Released: 20 February 1974
Label: Virgin

Phaedra Tangerine Dream
Everything has a beginning. For Spacemusic it was the 1974 release of Phaedra (37:33). Presenting ideas so far outside normal experience a new way of listening had to be established in order to fully appreciate its four innovative realizations. As our minds grasped and strained to receive such wonder the more sensitive among us still contemplate how this miracle of electricity could ever have been made by human hand. Free from the corruptions of tradition Phaedra astounded listeners with its immense scale and otherworldly perspective. The question of what counted as EM became newly charged, as the resulting sparks illuminated a time yet to come.

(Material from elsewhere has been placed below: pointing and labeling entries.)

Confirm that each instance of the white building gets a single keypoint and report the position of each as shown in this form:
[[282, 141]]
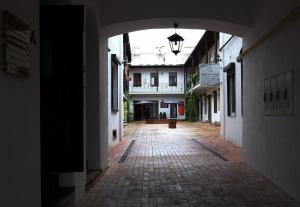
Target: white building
[[231, 89], [157, 92], [203, 78], [115, 73]]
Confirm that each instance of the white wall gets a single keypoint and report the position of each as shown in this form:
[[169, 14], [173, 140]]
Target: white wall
[[163, 74], [271, 143], [231, 126], [115, 44], [20, 120], [215, 117], [159, 98]]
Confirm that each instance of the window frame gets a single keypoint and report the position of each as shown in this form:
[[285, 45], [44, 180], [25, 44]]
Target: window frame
[[114, 85], [215, 101], [135, 84], [231, 93], [172, 74], [155, 75]]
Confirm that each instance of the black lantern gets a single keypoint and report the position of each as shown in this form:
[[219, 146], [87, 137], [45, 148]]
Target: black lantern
[[176, 41]]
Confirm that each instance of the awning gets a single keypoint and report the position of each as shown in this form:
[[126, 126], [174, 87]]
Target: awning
[[146, 102]]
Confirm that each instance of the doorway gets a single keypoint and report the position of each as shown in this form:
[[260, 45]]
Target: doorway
[[173, 111], [209, 107], [62, 98]]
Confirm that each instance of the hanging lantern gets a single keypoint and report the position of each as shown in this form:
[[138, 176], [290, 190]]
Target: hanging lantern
[[176, 41]]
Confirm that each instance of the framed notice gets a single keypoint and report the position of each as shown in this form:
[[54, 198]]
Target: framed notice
[[16, 50]]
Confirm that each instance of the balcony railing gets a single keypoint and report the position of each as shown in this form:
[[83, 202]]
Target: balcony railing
[[162, 88], [208, 75]]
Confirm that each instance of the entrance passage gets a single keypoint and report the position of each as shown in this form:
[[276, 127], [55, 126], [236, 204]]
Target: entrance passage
[[187, 166], [145, 110]]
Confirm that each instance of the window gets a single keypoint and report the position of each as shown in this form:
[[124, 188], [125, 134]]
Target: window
[[137, 80], [172, 79], [154, 79], [163, 105], [215, 102], [114, 86], [231, 92], [173, 110]]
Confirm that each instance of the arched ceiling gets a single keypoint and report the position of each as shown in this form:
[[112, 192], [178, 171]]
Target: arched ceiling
[[231, 16]]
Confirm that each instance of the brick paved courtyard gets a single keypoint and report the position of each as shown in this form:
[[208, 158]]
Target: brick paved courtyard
[[187, 166]]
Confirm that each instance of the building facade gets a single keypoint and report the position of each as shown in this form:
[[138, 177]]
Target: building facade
[[231, 89], [203, 78], [157, 92]]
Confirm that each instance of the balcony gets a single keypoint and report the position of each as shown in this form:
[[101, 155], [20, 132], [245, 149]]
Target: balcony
[[208, 78], [162, 88]]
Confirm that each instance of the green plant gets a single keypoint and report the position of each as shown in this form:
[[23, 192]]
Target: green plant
[[191, 114]]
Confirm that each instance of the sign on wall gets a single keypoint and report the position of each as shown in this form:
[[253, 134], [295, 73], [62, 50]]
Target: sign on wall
[[16, 51]]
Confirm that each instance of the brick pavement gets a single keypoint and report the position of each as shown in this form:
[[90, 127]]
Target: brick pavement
[[166, 167]]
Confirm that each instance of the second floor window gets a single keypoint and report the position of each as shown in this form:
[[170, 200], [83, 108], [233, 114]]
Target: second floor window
[[137, 80], [172, 79], [154, 79]]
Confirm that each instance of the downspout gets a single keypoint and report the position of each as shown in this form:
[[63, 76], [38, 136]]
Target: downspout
[[224, 91]]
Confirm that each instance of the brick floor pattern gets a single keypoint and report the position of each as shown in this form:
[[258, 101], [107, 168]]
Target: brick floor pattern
[[165, 167]]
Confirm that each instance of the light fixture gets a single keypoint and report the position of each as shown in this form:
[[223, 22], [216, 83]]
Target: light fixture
[[176, 41]]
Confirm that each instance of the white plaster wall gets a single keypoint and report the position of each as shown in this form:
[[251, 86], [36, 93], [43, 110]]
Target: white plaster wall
[[231, 126], [271, 143], [115, 44], [164, 87], [20, 120], [215, 117], [92, 91], [159, 98]]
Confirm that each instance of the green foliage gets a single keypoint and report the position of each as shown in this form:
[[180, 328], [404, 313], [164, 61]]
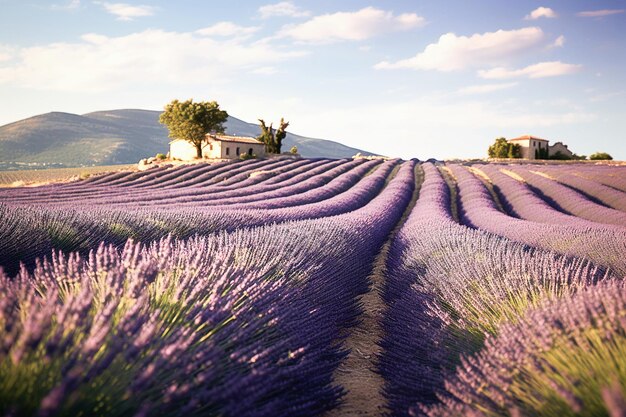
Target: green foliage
[[503, 149], [273, 138], [600, 156], [192, 121]]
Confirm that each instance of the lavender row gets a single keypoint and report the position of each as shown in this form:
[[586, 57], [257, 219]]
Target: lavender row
[[117, 195], [564, 358], [612, 176], [449, 286], [227, 176], [571, 201], [255, 188], [521, 202], [34, 231], [477, 209], [594, 190], [236, 324]]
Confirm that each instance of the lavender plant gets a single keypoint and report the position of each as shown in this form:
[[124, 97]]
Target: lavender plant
[[565, 359]]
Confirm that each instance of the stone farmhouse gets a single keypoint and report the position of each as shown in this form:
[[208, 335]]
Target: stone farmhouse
[[532, 145], [217, 147]]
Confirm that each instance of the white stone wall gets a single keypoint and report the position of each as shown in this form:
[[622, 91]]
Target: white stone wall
[[214, 149]]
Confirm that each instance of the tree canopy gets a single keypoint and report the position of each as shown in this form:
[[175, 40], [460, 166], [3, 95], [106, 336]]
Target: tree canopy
[[598, 156], [503, 149], [273, 138], [192, 121]]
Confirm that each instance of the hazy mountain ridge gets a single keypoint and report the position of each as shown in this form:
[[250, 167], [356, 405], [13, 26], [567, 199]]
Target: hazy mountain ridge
[[117, 137]]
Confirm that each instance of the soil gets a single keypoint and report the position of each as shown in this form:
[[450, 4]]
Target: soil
[[357, 374]]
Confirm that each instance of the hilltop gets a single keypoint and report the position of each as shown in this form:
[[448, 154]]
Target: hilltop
[[118, 137]]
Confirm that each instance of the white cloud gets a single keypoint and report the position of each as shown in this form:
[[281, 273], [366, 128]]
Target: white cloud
[[559, 42], [71, 5], [485, 88], [139, 60], [600, 13], [540, 70], [452, 52], [227, 29], [284, 8], [540, 12], [444, 128], [352, 26], [125, 11], [268, 70], [6, 53]]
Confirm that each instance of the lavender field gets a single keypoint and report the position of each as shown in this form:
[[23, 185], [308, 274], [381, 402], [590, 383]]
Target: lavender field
[[235, 288]]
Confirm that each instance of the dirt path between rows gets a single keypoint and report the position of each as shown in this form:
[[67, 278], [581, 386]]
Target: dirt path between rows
[[357, 374]]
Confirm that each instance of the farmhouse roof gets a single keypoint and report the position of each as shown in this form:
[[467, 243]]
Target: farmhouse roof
[[528, 137], [227, 138]]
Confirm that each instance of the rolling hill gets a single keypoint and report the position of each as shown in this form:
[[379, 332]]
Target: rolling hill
[[117, 137]]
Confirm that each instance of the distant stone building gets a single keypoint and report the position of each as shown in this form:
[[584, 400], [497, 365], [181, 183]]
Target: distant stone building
[[532, 147], [561, 148], [217, 147]]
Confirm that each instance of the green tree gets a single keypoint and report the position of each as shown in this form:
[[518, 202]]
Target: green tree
[[192, 121], [499, 149], [515, 151], [273, 138], [598, 156]]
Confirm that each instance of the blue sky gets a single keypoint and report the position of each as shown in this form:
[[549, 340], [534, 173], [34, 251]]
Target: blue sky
[[402, 78]]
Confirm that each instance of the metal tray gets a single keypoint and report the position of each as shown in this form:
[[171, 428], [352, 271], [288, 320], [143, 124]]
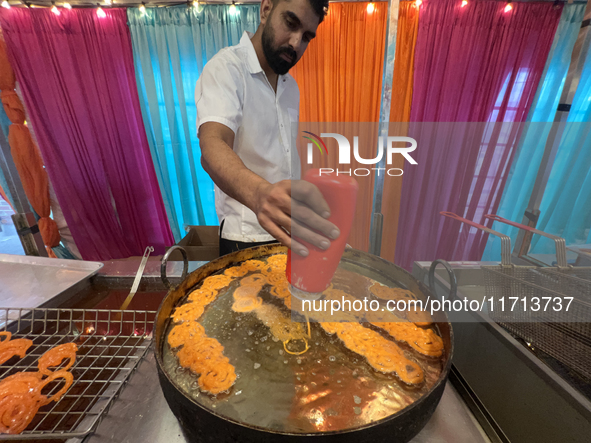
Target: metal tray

After several early releases of surreal sound collage Tangerine Dream produced the groundbreaking Phaedra. Art belongs to the subconscious, and this work did so attempt to portray sonically the most enigmatic region of the brain. Seeming like a sound structure the listener was passing through, meeting this music at its initial release felt like an encounter with something too immense or powerful for our reasoning to comprehend. Unable to look to the world for answers, we remain quietly stunned.

While the timbre and tone of Phaedra were stirring in and of themselves, they were also part of a greater concept. In their search for meaning Tangerine Dream deployed murmuring Moogs, organ drones, ethereal Mellotrons and engine room sequencers - exposing us to instruments and ideas unknown to previous generations. Pushing the music field forward several light years, uninhabited hymns emerge from a cloud of dreams hovering above a darkening sonic plain. Heightening the ominous character of the soundscape, a surging mixture of thought zone oscillations, modulated effects and summoning chords insist on a strange, beautiful independence. Heading for mysterious regions, we move west with the night.

Today there is a nostalgia for the decade of discovery specific to the 1970s - where every day it seemed new visions and perspectives were informing forward-looking musicians, and so making their way to us by way of the local record store. Each new album reframed the one that preceded it, and held amazing new realms on just the two sides of a vinyl LP. The promise of technology, along with our cosmic yearning and faith in the future all balanced beautifully on Phaedra - after which The Universe seemed a bit more comprehensible. Using Electronic Music to explore ideas of the spirit and further the human condition, this music was among the first signs of a new age - which we wait for the world to recognize still.